I just want to say that I’m not racist. I don’t even see race. Not even my own. People tell me I’m white and I believe them…”  Stephen Colbert

A. The glass ceiling endures: Progress without parity

First, if you don’t believe the “old-boys’ network” still has a presence in the practice of law or in business in general, you’re simply kidding yourself.

I wholly acknowledge and applaud the fact that there are more opportunities for women and minorities today than there were in decades past.

But based on the quality of the current public discourse on the subject matter alone, it’s clearly not the time to unfurl the “Mission Accomplished” banner just yet. The disproportionately few C-Suite members that are women and/or minorities to this day firmly establishes otherwise.4

B. AI is a poison for sure…

Let’s use my daughter’s basketball video to provide an admittedly simplistic illustration of the perils of relying on AI to referee a basketball game.    

If, e.g., the AI trained solely on this video and the AI were to develop its referee model focused solely on physical contact, the resulting AI ref would, amongst other things:

  1. Never call a foul when a defender runs/jumps out under the shooter, not allowing the shooter to land.
  2. Never call a foul when a teammate blatantly holds a defender to set a screen for a shooter.
  3. Always call a foul when a defender is in the vicinity and the ballhandler falls down.
  4. Never call a foul when a defender does a chasedown on a breakaway and absolutely mauls the person driving to the basket for a layup.

If, however, the AI is allowed to develop its referee model using “alternative data”—i.e., data that does not on its face have anything to do with a basketball foul but may somehow be correlative with if/when basketball fouls are called—then, well, the sky’s the limit. Taking, e.g., the last example:

4.  Never call a foul when a [male] defender does a chasedown on a breakaway and absolutely mauls the [female/long-haired/Asian/undersized/stoic, etc.] player driving to the basket for a layup.

Now, obviously this is a bit of an artificial construct, as I created the video to compile certain perceived injustices.

But while increasing the sample size of the training data used, using full game video, etc. would unquestionably regress toward the mean, what if the simple reality is that discrimination against, e.g., female, Asian basketball players by basketball referees just happens? Well, AI left to its own devices is designed to replicate the decision-making made by whatever sample of human referees it is trained on in real life. This will include by default whatever prejudices they may collectively exhibit, whether consciously or unconsciously.


Parting thoughts: From systemic to autonomous discrimination?
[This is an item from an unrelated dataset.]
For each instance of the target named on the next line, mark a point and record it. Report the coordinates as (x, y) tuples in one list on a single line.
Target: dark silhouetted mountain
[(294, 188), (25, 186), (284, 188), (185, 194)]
Algorithmic bias is endemic, because the data AI is trained on is inherently biased. Left to its own devices, it threatens to serve as the perfect sexism and racism institutionalization tool, perpetuating the very discrimination that is baked into the data it is trained on.

But is all this inevitable? Or can the negative impacts be mitigated, or even eliminated? Or even more, can AI, if properly implemented, actually serve as a net positive with regards to discrimination in general, or even significant reduce if not eliminate discriminatory effects entirely? Let’s further explore next week.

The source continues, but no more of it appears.